Cumhur Arapça Halk;iyyet de aitlik demektir. Yani halka ait yönetim, bağımsızlık demektir. Cumhuriyet Arapça; demokrasi de aslında Yunanca da aynı sözcüktür. Ama uygulanışlarında demokraside olan ilkelerin tümü Cumhuriyetlerde aynı olmamıştır. Her Cumhuriyet bir demokrasi değildir. Her demokrasi de bir Cumhuriyet şekli değildir. Cumhuriyet halk iradesinin hakim olduğu bir yönetim biçimidir. Demokrasi bir yaşam biçimidir. Cumhuriyet ile demokrasi arasında sıkı bir bağ vardır. Yönetimi Cumhuriyet olan bir yerde halkın yönetime katılım oranı ne kadar fazla ise demokrasi o kadar iyi uygulanıyor demektir. Demokrasilerde özgür ve adil seçimlerle hükümeti seçebilmek için siyasi bir düzen gerekir. Demokrasilerde İnsanların uygar yaşamda ve politikada etkin biçimde rol alması şarttır. Ve en önemlisi tüm vatandaşlara eşit şekilde uygulanan kanun uygulamaları olmak zaruriyetidir. Demokrasinin içinde en ağırlıklı unsur Halktan sonra Devlettir.

'Toplum yaşamında, ağırlığını üzerimizde en çok duyduğumuz kurumdur devlet. Her yönden kuşatmıştır bizi, her şeyiyle etkiler. Ve karışmadığı da yoktur: Düşüncemizden aşımıza ekmeğimize dek. Ama en az tanıdığımız da odur. Devletin ne olduğunu bilmeyiz pek. Niçin vardır? Aslında kimin adına, ne yapar?

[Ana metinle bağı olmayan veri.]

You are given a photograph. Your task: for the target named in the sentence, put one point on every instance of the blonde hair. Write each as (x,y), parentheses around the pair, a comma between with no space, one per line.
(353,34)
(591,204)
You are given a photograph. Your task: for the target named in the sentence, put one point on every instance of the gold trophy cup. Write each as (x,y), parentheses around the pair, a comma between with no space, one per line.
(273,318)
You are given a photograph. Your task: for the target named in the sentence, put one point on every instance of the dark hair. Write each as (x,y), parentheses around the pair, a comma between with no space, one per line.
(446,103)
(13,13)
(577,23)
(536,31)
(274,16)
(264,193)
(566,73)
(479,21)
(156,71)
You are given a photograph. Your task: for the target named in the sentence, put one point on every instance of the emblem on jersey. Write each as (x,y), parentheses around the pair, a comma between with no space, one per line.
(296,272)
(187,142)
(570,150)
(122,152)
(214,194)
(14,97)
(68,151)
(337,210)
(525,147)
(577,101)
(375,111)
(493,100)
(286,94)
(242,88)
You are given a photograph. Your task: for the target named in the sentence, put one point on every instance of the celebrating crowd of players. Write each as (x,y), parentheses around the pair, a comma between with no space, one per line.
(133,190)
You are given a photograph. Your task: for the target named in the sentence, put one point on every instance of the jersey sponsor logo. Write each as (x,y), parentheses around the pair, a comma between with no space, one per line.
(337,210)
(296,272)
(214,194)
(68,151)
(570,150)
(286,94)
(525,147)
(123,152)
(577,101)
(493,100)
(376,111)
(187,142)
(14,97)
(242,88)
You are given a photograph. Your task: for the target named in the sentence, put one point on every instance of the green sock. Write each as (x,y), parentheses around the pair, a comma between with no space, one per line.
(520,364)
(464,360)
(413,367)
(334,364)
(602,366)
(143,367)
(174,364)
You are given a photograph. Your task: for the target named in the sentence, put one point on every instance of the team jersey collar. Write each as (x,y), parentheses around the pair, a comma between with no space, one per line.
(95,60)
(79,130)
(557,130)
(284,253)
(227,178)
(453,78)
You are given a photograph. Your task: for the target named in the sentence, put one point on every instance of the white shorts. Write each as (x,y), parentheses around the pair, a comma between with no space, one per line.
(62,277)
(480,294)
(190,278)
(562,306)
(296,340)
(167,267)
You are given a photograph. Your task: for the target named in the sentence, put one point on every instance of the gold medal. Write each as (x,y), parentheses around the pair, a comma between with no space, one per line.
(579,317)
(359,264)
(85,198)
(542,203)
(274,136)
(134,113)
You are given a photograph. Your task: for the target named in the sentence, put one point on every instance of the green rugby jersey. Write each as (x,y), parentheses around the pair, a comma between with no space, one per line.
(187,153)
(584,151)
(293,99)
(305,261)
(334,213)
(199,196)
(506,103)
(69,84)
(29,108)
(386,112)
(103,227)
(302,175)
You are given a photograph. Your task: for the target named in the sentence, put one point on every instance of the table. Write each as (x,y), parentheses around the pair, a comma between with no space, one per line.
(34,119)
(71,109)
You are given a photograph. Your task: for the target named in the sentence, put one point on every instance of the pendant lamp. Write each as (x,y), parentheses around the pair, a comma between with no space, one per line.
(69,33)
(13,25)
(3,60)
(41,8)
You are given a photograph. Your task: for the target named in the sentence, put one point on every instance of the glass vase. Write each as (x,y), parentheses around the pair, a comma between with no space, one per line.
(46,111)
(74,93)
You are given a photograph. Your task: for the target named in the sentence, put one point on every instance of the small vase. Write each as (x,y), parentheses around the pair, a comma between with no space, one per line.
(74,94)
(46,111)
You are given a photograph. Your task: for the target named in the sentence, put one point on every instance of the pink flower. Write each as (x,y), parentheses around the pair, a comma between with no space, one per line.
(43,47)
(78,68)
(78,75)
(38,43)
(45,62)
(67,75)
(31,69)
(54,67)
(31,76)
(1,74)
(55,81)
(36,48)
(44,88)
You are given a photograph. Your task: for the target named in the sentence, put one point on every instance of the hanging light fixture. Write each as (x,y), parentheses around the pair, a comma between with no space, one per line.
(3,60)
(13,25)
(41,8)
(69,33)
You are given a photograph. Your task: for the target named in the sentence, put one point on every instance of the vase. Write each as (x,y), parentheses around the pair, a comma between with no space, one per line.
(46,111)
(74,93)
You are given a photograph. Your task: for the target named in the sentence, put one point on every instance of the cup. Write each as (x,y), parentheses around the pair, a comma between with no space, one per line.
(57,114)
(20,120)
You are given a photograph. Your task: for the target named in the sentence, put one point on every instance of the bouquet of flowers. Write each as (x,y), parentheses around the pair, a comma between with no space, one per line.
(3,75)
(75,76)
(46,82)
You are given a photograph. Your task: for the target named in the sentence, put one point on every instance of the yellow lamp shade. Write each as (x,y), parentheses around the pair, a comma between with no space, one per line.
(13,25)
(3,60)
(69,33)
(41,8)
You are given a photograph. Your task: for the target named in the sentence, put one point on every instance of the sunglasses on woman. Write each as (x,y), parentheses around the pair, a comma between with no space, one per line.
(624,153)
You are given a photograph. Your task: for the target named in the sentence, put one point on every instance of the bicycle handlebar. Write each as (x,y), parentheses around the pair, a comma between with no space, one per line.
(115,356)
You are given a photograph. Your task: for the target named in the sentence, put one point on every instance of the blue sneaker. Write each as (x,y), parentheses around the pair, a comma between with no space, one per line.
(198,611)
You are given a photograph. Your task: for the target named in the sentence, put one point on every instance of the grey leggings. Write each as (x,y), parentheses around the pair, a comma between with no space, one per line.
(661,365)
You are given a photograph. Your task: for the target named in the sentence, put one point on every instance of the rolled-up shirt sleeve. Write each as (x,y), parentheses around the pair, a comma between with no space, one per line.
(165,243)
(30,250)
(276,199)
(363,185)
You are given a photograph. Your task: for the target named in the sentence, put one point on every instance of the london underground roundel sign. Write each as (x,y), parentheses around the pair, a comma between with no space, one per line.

Bize bir şeyler anlatmışlardır ve onlarla yetinmemiz istenir. İşin gerçeğini biraz kurcalamaya kalksak, engel çıkarırlar, yasaklarla karşılaşırız, olmadık şeyler gelir başımıza. Demokrasi için de öyle. Sınıflı toplumların yazgısıdır bu! Oysa iyi bilmeliyiz bu kavramları; yalnız insan olarak hakkımız değil, yurttaş olarak görevimiz de. Sonra, bir yüzyılın bitiminde, özellikle demokrasi ve insan hakları, pek büyük bir güncellik kazanmış durumda ve evrensel değerler arasında; kuramdan uygulamaya geçmesi için, devletlerden olduğu kadar bireylerden beklenen de var. Böylece, ilgisiz kalamayız.' Server Tanilli hoca devlet ve demokrasiyi aynı isimli eserinde bu şekilde tanımlar. Devleti anlamadan, Demokrasiyi bilmeden ve bunları içselleştirmeden Bugün Ülkemizde yaşananları anlamak mümkün olamaz. Hele hele her şeyi getirip 15 Temmuz'a bağlayıp o hain gece ile açıklamak hiç olmaz. Yaşanan olumsuz havanın sorumluları sadece terör örgütüne bankalar dershaneler himmet paraları aracılığı ile lojistik destek verenler de olamaz. Devlet yapılanmasını az çok bilen her siyasinin kolayca anlatabileceği gibi şayet üst kademelerde bir takım destek almamış olsalar asla bu noktaya gelemeyeceklerdi. Yıllarca devletin her kurumuna sızarken devlet yavaş yavaş ele geçirilirken göz yumanlar yol açanlar şimdi sanki o günler hayatlarında olmamış gibi suçlu arıyorlar. Ve işin trajik tarafı yıllarca FETÖ ile mücadele eden siyasiler, gazeteciler, bürokratlar suçlanıp cezaevine gönderiliyorlar.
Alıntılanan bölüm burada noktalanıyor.